President Trump has requested an increase to the budget for the nuclear weapons stockpile. Further, his request reduces funds for science, environmental cleanup and other programs that meet human needs.
It is clear, with the coronavirus crisis that has shaken our country, that we need more civilian science and infrastructure, not new weapons of nuclear destruction. Rather than building weapons at the expense of everything else, the United States should meet its security goals with fewer warheads and more funding for programs that actually make us safer, such as education, science, health systems and environmental protection.

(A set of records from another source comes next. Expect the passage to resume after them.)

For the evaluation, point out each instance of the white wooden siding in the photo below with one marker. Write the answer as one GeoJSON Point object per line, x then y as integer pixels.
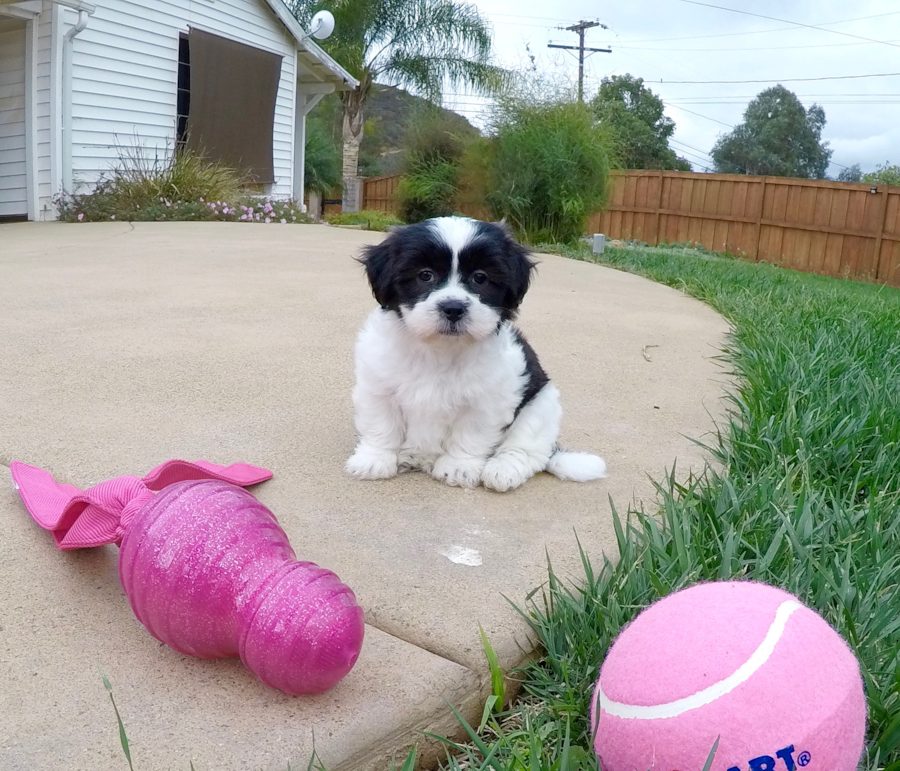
{"type": "Point", "coordinates": [42, 114]}
{"type": "Point", "coordinates": [125, 77]}
{"type": "Point", "coordinates": [13, 188]}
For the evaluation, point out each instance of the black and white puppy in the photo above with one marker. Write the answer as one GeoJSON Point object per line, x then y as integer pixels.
{"type": "Point", "coordinates": [445, 383]}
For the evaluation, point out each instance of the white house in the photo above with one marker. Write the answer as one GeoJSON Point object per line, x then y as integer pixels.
{"type": "Point", "coordinates": [80, 82]}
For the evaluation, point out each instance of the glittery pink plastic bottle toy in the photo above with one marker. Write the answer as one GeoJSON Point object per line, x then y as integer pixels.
{"type": "Point", "coordinates": [208, 570]}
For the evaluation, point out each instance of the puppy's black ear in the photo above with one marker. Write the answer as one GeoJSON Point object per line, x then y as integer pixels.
{"type": "Point", "coordinates": [520, 265]}
{"type": "Point", "coordinates": [379, 263]}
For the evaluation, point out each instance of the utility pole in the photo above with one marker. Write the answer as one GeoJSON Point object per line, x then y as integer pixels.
{"type": "Point", "coordinates": [580, 28]}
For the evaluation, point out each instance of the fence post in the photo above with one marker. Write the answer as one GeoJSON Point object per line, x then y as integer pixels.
{"type": "Point", "coordinates": [880, 237]}
{"type": "Point", "coordinates": [659, 206]}
{"type": "Point", "coordinates": [762, 204]}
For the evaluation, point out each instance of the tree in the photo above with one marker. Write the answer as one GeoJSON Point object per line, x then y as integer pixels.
{"type": "Point", "coordinates": [778, 137]}
{"type": "Point", "coordinates": [636, 115]}
{"type": "Point", "coordinates": [850, 174]}
{"type": "Point", "coordinates": [550, 169]}
{"type": "Point", "coordinates": [423, 45]}
{"type": "Point", "coordinates": [883, 175]}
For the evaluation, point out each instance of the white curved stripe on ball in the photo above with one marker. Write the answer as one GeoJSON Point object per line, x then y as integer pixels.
{"type": "Point", "coordinates": [713, 692]}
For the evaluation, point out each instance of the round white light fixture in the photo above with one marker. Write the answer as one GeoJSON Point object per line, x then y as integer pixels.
{"type": "Point", "coordinates": [322, 25]}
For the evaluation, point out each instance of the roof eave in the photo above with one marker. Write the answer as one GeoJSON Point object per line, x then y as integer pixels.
{"type": "Point", "coordinates": [342, 80]}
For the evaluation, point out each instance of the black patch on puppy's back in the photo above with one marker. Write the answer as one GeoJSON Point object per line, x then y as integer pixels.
{"type": "Point", "coordinates": [536, 378]}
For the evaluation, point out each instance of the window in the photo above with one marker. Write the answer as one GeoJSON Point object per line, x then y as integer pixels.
{"type": "Point", "coordinates": [232, 91]}
{"type": "Point", "coordinates": [183, 106]}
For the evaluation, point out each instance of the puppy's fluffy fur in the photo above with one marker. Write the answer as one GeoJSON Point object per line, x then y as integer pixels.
{"type": "Point", "coordinates": [445, 383]}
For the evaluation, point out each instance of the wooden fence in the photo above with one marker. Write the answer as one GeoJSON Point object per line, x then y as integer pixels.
{"type": "Point", "coordinates": [817, 226]}
{"type": "Point", "coordinates": [378, 193]}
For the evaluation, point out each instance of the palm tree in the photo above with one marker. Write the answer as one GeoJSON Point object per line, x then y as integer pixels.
{"type": "Point", "coordinates": [423, 45]}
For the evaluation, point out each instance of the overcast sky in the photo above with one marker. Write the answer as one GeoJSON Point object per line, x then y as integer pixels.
{"type": "Point", "coordinates": [674, 40]}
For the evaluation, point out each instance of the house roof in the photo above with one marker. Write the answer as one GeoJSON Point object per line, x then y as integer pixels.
{"type": "Point", "coordinates": [317, 66]}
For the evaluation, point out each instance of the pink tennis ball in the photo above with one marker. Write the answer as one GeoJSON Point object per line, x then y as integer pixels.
{"type": "Point", "coordinates": [209, 572]}
{"type": "Point", "coordinates": [741, 662]}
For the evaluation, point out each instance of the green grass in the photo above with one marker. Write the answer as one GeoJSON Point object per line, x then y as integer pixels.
{"type": "Point", "coordinates": [804, 494]}
{"type": "Point", "coordinates": [368, 218]}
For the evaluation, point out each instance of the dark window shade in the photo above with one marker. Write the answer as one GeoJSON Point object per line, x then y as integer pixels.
{"type": "Point", "coordinates": [183, 102]}
{"type": "Point", "coordinates": [232, 108]}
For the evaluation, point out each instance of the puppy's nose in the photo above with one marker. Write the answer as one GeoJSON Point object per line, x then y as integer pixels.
{"type": "Point", "coordinates": [453, 310]}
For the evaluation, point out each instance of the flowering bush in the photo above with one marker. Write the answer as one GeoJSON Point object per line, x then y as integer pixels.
{"type": "Point", "coordinates": [183, 185]}
{"type": "Point", "coordinates": [100, 207]}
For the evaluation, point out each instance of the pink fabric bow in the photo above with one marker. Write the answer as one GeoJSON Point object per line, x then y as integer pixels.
{"type": "Point", "coordinates": [99, 515]}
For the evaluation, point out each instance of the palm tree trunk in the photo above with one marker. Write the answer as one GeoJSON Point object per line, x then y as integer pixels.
{"type": "Point", "coordinates": [352, 137]}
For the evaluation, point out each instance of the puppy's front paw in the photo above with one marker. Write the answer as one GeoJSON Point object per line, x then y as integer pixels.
{"type": "Point", "coordinates": [459, 472]}
{"type": "Point", "coordinates": [372, 463]}
{"type": "Point", "coordinates": [410, 460]}
{"type": "Point", "coordinates": [505, 472]}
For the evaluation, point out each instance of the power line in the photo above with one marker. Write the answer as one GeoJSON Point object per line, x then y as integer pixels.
{"type": "Point", "coordinates": [690, 147]}
{"type": "Point", "coordinates": [761, 31]}
{"type": "Point", "coordinates": [776, 80]}
{"type": "Point", "coordinates": [714, 120]}
{"type": "Point", "coordinates": [579, 30]}
{"type": "Point", "coordinates": [755, 48]}
{"type": "Point", "coordinates": [788, 21]}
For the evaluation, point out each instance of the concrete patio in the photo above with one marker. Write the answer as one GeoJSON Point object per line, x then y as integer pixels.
{"type": "Point", "coordinates": [122, 346]}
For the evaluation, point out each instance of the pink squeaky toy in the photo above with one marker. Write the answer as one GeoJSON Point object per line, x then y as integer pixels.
{"type": "Point", "coordinates": [208, 570]}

With this in mind, it looks like the administration’s budget request for fiscal 2021 has its priorities backwards.
One example can be found in the funding for the Lawrence Livermore National Laboratory. The overall funding request is for more than $2 billion, up 7% from last year. Yet, the budget for science at the lab will shrink in fiscal 2021 to 1.7% of the total funding ($36 million).
Livermore Lab has four of the top 10 most serious “High Risk” facilities in the nation at its main site. It also has another “High Risk” facility at Site 300 near Tracy. Tri-Valley CAREs members have raised the alarm in Washington, D.C., and locally about these abandoned buildings and the complexity of this matter.
It is sad to see that our community is forgotten, workers and the public are put at risk, and our tax money is gong towards harmful nuclear weapons rather than cleaning up the contaminants that have been left in place carelessly throughout the years.
I stand for more funding at the lab for civilian science and environmental cleanup. The coronavirus pandemic should be a wake-up call for all of us. I invite lab workers and the community to stand with me.